Projets IA tous azimut
Ces données se traduisent par des projets et usages concrets, dont la plupart intéressent directement les territoires. Le projet CarHab cartographie très finement les milieux naturels pour prédire la présence potentielle d'espèces naturelles animales ou végétales. Grâce à l'IA, l'ensemble de la France sera couvert en 2026 par ce jeu de données sur la biodiversité. L'IA est aussi mobilisée pour simuler des inondations ou encore l'impact d'incendies en fonction de la végétation, de la topologie et de l'occupation des sols. L’observatoire des haies répertorie pour sa part les alignements d'arbres pour aider les territoires à répondre à des obligations européennes sur le reboisement. GEO-K-PHYTO planche de son côté sur l'observation des épandages de produits phytosanitaires dans les vignes pour aider à la surveillance épidémiologique des cancers chez les populations riveraines. L'IA sert aussi à identifier les pratiques agricoles et autorise un suivi en temps réel des récoltes. Dans le domaine de l'urbanisme, SimPLU3D étudie la manière de simuler l'évolution du tissu urbain à partir des données réglementaires d'un plan local d'urbanisme. L'IGN teste enfin l'IA générative pour recréer des images aériennes et imaginer, à partir d'une description textuelle, différents scénarios d'évolution (projet Seg2Sat).

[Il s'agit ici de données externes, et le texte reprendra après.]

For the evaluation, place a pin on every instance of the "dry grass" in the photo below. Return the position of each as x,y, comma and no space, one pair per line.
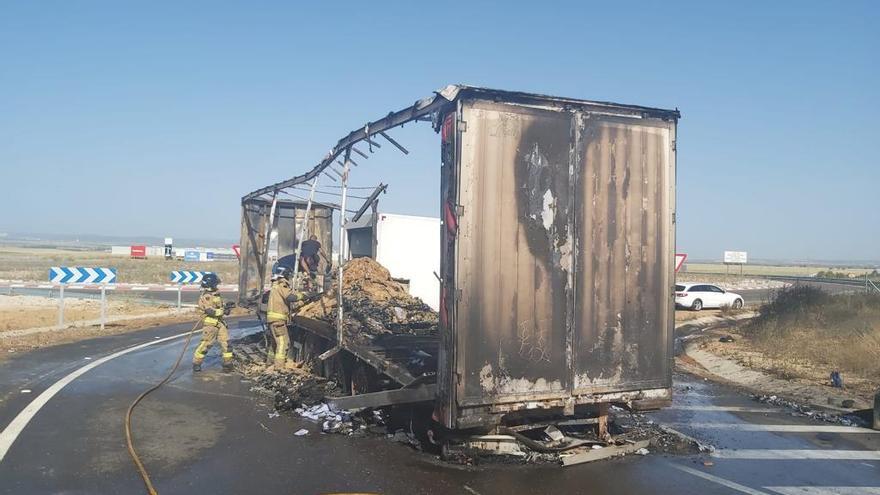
805,326
33,264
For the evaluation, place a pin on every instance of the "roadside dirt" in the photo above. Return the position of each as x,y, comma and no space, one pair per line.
19,312
740,362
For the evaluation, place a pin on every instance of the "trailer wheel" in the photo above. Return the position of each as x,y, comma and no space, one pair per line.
363,378
336,369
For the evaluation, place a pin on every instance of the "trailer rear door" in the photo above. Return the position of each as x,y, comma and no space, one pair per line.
511,310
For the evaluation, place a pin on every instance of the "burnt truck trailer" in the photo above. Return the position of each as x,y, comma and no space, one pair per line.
557,257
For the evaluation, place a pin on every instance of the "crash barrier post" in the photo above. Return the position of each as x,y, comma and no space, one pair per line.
63,275
876,424
182,277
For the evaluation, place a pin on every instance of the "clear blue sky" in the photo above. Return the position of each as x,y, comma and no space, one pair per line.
154,118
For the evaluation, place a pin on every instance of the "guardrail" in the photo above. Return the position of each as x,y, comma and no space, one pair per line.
20,284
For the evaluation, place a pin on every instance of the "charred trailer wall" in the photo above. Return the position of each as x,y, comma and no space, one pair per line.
557,257
288,219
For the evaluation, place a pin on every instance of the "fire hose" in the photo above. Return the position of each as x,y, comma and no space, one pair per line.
128,436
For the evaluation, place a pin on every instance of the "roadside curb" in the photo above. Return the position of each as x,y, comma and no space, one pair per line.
90,323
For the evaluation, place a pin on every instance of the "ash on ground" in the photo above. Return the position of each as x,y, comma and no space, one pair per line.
298,391
806,411
373,304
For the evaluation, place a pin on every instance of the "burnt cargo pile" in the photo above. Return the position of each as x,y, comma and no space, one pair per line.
374,304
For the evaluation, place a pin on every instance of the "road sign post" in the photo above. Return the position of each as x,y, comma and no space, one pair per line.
735,258
61,306
63,275
103,305
181,277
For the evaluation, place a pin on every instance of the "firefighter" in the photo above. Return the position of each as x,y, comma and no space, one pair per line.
281,297
213,326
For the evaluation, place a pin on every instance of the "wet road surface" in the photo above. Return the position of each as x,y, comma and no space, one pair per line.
209,434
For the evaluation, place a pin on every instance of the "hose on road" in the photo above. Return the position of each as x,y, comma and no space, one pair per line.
128,436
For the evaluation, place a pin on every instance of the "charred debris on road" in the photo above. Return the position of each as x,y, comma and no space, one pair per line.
378,305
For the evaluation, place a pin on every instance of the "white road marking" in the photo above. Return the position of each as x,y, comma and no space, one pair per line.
780,454
471,490
725,409
719,480
817,428
825,490
15,427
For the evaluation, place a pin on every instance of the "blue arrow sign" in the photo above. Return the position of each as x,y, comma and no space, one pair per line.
187,276
82,275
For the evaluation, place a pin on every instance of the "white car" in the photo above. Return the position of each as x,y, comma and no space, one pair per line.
698,296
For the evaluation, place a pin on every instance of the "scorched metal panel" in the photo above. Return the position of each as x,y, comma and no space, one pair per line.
513,253
623,207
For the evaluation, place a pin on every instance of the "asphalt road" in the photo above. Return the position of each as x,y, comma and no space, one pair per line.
208,433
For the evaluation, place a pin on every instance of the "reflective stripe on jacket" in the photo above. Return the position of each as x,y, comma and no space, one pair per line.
211,306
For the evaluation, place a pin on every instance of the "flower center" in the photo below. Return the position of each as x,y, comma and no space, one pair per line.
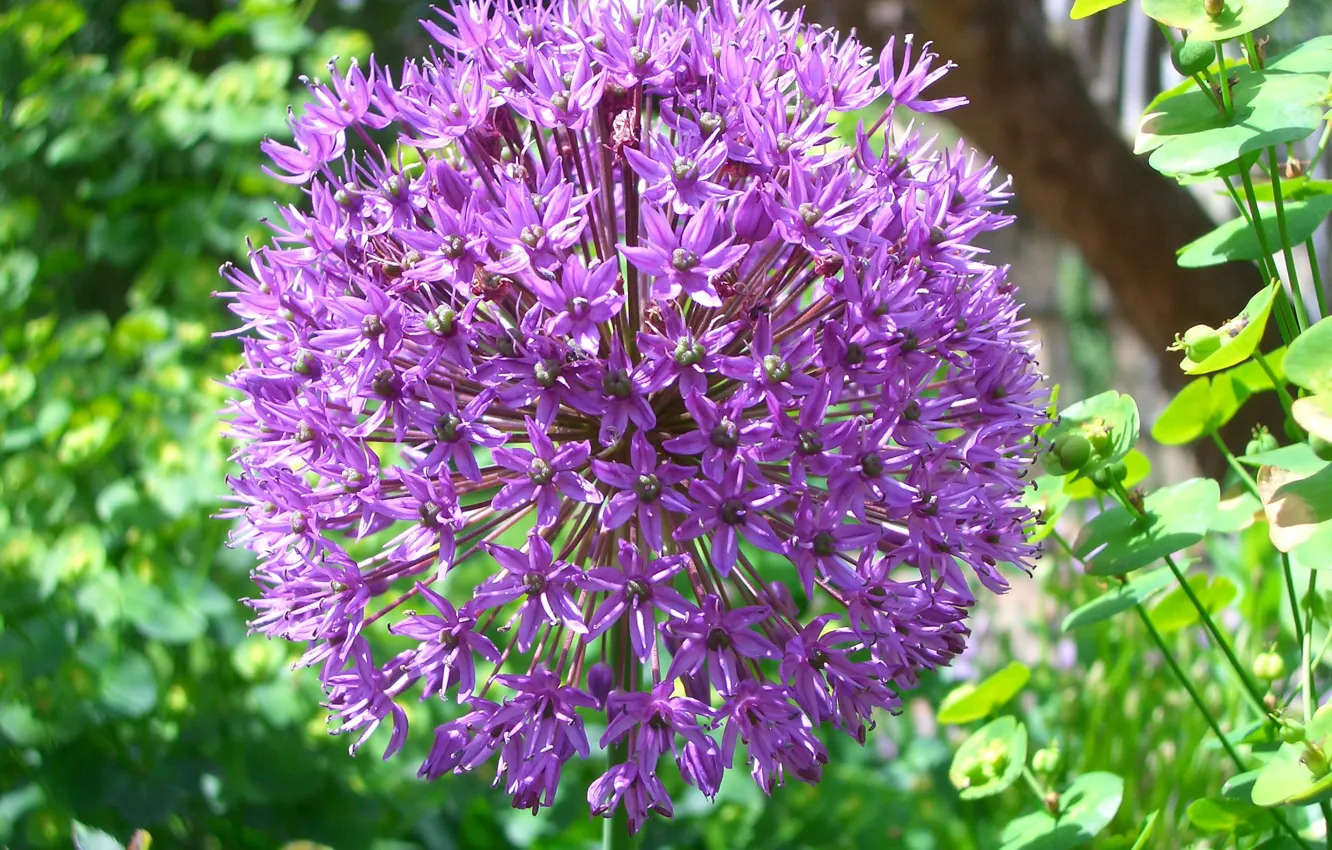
534,582
689,352
683,168
825,544
871,465
648,488
578,307
440,321
809,442
540,472
617,384
372,325
775,368
546,372
637,589
717,638
725,434
683,260
731,510
446,428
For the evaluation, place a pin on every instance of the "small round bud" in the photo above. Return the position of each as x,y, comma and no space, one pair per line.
1046,760
1074,450
1268,666
1200,341
1192,57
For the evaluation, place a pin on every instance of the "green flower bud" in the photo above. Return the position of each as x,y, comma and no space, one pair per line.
1074,450
1046,760
1320,446
1200,341
1268,666
1192,57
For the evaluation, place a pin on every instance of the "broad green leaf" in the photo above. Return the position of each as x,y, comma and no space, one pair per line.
1138,465
128,685
1086,8
1236,17
1308,361
1295,504
89,838
1216,814
1176,612
1296,457
1186,132
1236,240
970,702
1243,345
1115,542
1086,808
1314,415
1146,836
1118,600
990,760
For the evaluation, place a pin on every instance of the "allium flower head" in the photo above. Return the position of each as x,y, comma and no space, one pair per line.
602,375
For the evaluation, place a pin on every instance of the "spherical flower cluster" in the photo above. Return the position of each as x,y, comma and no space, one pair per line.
727,408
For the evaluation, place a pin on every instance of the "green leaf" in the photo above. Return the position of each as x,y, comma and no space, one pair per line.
1178,516
1243,344
1086,808
1298,457
1314,413
1186,132
128,685
1308,361
1295,504
1176,612
89,838
1118,600
1086,8
990,760
970,702
1236,240
1236,17
1216,814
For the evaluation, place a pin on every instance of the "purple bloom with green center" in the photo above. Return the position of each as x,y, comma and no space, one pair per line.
533,393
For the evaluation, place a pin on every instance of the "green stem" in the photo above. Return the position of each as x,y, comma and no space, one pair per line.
1227,101
1307,644
1280,385
1239,470
1218,638
1207,716
1302,309
1318,276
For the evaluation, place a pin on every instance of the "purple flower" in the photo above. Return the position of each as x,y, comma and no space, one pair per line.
646,489
548,473
606,279
634,590
721,638
540,581
729,510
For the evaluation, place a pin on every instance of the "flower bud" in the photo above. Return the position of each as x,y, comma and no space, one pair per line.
1046,760
1268,666
1200,341
1074,450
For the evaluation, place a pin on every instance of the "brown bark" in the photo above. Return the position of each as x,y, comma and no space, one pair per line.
1030,109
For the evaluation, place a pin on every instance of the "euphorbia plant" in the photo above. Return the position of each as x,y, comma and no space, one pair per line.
584,313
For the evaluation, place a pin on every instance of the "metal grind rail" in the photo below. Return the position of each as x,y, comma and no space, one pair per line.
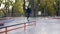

Jumeaux numériques dopés à l'IA
L'IA est une composante essentielle du jumeau numérique de territoire sur lequel planche l'IGN avec l'appui du Cerema et pour lequel un appel à candidatures a été lancé (notre article du 3 juin 2024). Ce jumeau ira au-delà de la représentation 3D de différentes catégories de données. La mobilisation de l'IA doit le mettre en capacité de simuler des phénomènes complexes et de croiser, par exemple, données climatiques, description du territoire et réglementation. Sa vocation est de permettre aux pouvoirs publics de se projeter dans l'avenir, de comparer des options et d'aider les territoires à opérer des arbitrages. Si l'Etat privilégie des briques techniques interopérables – notamment avec les jumeaux territoriaux existants – il n'envisage pas de jumeau unique au sens d'une seule plateforme nationale. Ces jumeaux se profilent sur des thématiques spécifiques : risques, énergie, ZAN, etc. avec une priorisation qui reste à définir.